Kassie Olin studied public health, then went on to pursue an MS, Applied Occupational Hygiene from the Department of Environment and Occupational Health Sciences. As an Industrial Hygienist, Kassie is passionate about ensuring the health and safety of workers within Washington State. Everyone deserves to return home safely to their families at the end of work each day.
Why are you passionate about public health?
Everything in our lives relates back to public health. Every government policy, every job site, every environmental issue can be related back to public health. The concepts we learn in class can change the lives of countless people. It is an exciting field that is always changing.
How did you know public health was the right path for you?
When I was a sophomore in high school, my English teacher had us read The Hot Zone by Richard Preston, a true account of the study of Ebola and Marburg viruses. It was 2014, when Ebola started spreading in parts of Africa, so all the topics in the book became frighteningly relevant. I realized how vital and exciting epidemiology could be, and these interests were confirmed when I took public health courses my first year in college. I feel lucky to have found this major.
What do you find most interesting about the field?
So many topics are connected. Health is complex and to make any real change, there is never just one root cause that can be looked at.
Tell us about your extracurricular activities.
I’ve been lucky to participate in Dance Marathon at UW for the last couple of years. It’s a registered student organization that fundraises money for the Seattle Children’s Hospital Uncompensated Care Fund for families who cannot afford their child’s care. I’m also involved with Camp Kesem at UW, which puts on a free summer camp for children who have/had a parent with cancer.

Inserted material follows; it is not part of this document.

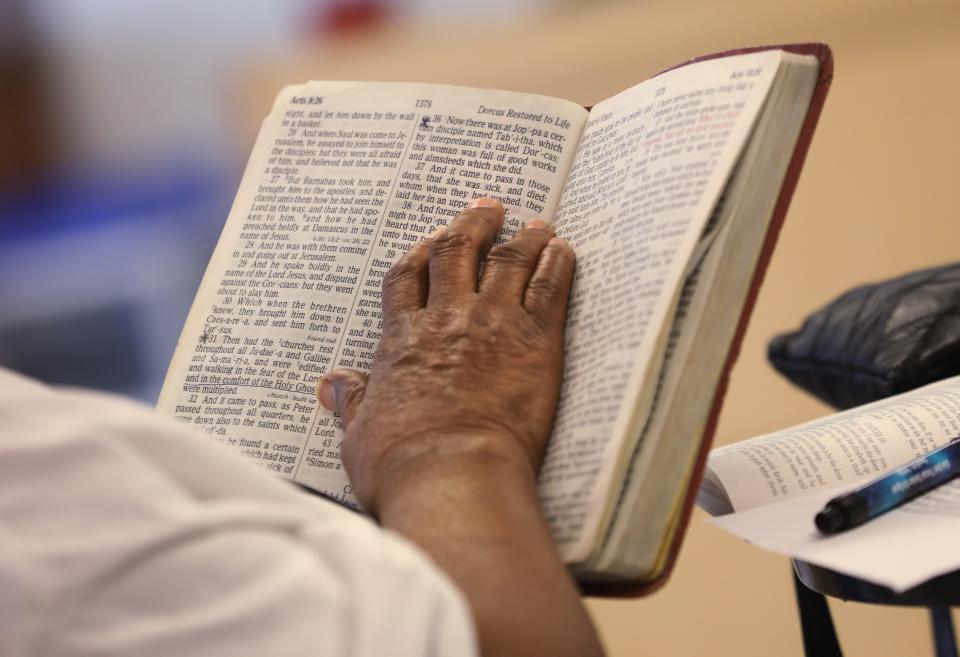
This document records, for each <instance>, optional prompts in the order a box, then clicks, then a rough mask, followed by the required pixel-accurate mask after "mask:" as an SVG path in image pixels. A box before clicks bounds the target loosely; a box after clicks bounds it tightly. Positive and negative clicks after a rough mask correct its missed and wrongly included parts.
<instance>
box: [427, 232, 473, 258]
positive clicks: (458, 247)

What are your professional goals?
Continuing my education in occupational hygiene at the UW. I hope to participate in research around inhalation exposure or occupational hazards related to women in the workplace. I can see myself as a certified industrial hygienist, but I’m also trying to keep an open mind when it comes to graduate school because I’ve found that the best opportunities sometimes come out of the blue.
What’s one piece of advice you have for prospective students?
Talk to as many of professors as possible! As a first-generation college student, navigating college had been difficult. I wish I started forming professional connections sooner, because they’ve changed the entire projection of my future. I reached out to Professor Marissa Baker from the Department of Environmental & Occupational health Sciences and she became such an important mentor for me.
Can you share an interesting or unique fact about yourself?
I’m learning how to juggle, so check back in on me in a few months and hopefully I’ve made some progress!